Thousand TCP flows with iperf
How to do correct iperf measurements with many TCP flows on GNU/Linux test environment
Update 2025: Contrary to the original post, iperf3 gained multi-threading support (see PR) in version 3.16 (released at 2023. 11. 30.)
Abstract #
The classic iperf and lately the iperf3 widely used for various network performance measurements. The original iperf written in C++ while the iperf3 written in C, but thats not the only difference, from performance measurement standpoint there is a big one: iperf3 is single threaded and iperf is multi-threaded. This is quite important when it comes to multiple flow TCP measurements. In many cases, iperf3 fails to utilize the whole network capacity due to CPU bottleneck: each TCP flow share one thread and therefore one CPU core. In contrast, iperf create a new thread for every TCP flow. Nevertheless handling many TCP flows is still tricky even with the multi-threaded iperf. In this post, we will investigate the pitfalls of many flow measurements.
The naive approach #
First, we have to install iperf. In my Ubuntu 18.04 environment, this looks like the following.
$ sudo apt install iperf
To verify the operation, we can test the TCP performance on loopback. We need to start an iperf server and client in separated terminal sessions:
$ iperf -s #server
Then the client:
$ iperf -c 0
I got the following output from the client in my notebook:
spyff@hp:~$ iperf -c 0
------------------------------------------------------------
Client connecting to 0, TCP port 5001
TCP window size: 2.50 MByte (default)
------------------------------------------------------------
[ 3] local 127.0.0.1 port 40232 connected with 127.0.0.1 port 5001
[ ID] Interval Transfer Bandwidth
[ 3] 0.0-10.0 sec 45.1 GBytes 38.8 Gbits/sec
That was a single TCP flow measurement.
We can repeat the test with 2 flows, just pass the -P 2
parameter to the client iperf:
spyff@hp:~$ iperf -c 0 -P 2
------------------------------------------------------------
Client connecting to 0, TCP port 5001
TCP window size: 2.50 MByte (default)
------------------------------------------------------------
[ 4] local 127.0.0.1 port 40258 connected with 127.0.0.1 port 5001
[ 3] local 127.0.0.1 port 40256 connected with 127.0.0.1 port 5001
[ ID] Interval Transfer Bandwidth
[ 4] 0.0-10.0 sec 33.6 GBytes 28.8 Gbits/sec
[ 3] 0.0-10.0 sec 34.1 GBytes 29.3 Gbits/sec
[SUM] 0.0-10.0 sec 67.7 GBytes 58.1 Gbits/sec
The problem of small backlog #
Unfortunately, this is not a very scalable approach, if we try it with 1000 flows it will fail.

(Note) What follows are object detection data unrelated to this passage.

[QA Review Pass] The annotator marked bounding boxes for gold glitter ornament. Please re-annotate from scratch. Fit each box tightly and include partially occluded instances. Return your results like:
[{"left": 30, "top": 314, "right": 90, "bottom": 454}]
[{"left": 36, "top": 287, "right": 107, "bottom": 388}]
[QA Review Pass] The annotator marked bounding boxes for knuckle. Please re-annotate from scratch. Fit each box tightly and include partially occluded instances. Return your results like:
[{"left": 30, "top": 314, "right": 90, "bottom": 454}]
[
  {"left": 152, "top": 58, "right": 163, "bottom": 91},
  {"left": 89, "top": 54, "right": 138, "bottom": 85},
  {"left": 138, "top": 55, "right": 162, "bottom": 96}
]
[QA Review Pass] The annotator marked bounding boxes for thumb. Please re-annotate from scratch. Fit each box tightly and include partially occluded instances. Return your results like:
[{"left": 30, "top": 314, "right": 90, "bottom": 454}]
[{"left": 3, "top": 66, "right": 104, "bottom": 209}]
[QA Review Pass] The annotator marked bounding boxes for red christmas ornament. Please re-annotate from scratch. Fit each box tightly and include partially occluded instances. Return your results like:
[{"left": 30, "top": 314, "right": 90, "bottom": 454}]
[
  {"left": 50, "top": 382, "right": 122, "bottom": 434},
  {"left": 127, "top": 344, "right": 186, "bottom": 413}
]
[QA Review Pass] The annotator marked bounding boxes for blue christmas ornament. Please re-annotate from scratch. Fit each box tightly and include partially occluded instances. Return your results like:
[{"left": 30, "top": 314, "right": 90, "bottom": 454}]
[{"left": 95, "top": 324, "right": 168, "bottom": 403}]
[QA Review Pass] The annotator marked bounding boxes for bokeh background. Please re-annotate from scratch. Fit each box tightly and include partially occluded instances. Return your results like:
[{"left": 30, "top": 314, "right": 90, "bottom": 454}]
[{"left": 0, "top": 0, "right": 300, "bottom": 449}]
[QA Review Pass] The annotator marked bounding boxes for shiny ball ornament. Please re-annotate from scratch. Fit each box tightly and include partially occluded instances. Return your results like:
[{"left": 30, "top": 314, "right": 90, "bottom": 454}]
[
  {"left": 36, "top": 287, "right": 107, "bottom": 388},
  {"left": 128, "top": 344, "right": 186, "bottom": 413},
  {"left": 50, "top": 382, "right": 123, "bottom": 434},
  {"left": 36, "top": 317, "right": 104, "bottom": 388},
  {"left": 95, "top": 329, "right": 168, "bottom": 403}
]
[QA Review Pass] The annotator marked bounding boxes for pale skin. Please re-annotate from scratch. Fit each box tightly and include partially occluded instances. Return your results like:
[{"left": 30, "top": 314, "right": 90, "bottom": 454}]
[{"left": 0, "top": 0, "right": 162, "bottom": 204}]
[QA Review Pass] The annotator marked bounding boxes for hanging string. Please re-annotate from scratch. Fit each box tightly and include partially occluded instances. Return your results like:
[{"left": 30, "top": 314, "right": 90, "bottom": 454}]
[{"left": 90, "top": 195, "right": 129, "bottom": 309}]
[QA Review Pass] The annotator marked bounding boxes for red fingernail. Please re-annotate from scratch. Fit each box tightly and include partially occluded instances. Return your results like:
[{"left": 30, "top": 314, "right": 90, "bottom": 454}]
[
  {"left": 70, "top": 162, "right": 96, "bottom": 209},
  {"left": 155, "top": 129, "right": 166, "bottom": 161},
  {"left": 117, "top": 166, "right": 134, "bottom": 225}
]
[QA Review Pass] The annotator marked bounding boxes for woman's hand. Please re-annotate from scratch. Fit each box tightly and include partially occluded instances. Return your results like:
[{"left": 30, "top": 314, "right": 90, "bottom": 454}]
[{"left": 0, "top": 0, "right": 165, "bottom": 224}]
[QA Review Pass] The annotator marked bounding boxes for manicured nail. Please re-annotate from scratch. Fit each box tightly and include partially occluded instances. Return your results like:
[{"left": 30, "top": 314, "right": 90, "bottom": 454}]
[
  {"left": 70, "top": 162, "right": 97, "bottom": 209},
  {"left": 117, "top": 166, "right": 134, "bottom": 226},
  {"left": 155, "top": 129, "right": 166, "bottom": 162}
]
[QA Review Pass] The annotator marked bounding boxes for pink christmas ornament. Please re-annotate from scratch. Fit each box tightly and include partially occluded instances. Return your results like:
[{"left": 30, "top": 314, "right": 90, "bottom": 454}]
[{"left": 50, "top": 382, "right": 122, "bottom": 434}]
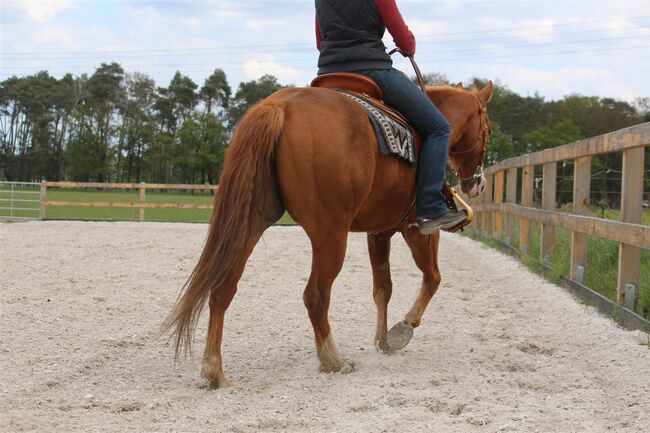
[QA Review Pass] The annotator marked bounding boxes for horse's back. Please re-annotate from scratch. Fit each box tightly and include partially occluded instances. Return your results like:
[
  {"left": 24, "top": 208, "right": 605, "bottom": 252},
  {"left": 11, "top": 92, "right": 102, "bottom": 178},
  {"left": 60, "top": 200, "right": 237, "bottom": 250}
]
[{"left": 269, "top": 88, "right": 415, "bottom": 231}]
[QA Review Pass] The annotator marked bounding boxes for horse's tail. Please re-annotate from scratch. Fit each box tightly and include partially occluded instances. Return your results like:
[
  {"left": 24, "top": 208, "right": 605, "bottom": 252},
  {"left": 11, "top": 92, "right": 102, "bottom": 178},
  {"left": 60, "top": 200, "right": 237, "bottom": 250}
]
[{"left": 163, "top": 100, "right": 284, "bottom": 356}]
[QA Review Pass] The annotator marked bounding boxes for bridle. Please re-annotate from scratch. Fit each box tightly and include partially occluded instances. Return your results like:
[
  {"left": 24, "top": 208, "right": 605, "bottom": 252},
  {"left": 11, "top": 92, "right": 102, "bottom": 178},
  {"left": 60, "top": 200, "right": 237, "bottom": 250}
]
[
  {"left": 388, "top": 48, "right": 491, "bottom": 185},
  {"left": 449, "top": 94, "right": 491, "bottom": 184}
]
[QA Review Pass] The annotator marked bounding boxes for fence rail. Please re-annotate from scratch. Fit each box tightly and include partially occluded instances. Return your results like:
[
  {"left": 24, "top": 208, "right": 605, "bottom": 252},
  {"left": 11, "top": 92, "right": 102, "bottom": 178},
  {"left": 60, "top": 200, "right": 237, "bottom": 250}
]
[
  {"left": 474, "top": 122, "right": 650, "bottom": 310},
  {"left": 0, "top": 181, "right": 40, "bottom": 220},
  {"left": 38, "top": 181, "right": 219, "bottom": 221}
]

In my case, the iperf trying to spawn threads but that happens very slowly and some flow even
fails with the following error: write failed: Connection reset by peer
.
Unfortunately that’s not a very helpful error message, but it means that the remote peer got
too many incoming connections which fills his listener TCP socket’s backlog queue full.
When the backlog is full, the kernel refuses to accept new incoming TCP connections so send
TCP reset back to the iperf client.
But at the same time, the backlog also processed by the kernel, so some new TCP flow will
succeed to connect because of the liberated places in the backlog queue.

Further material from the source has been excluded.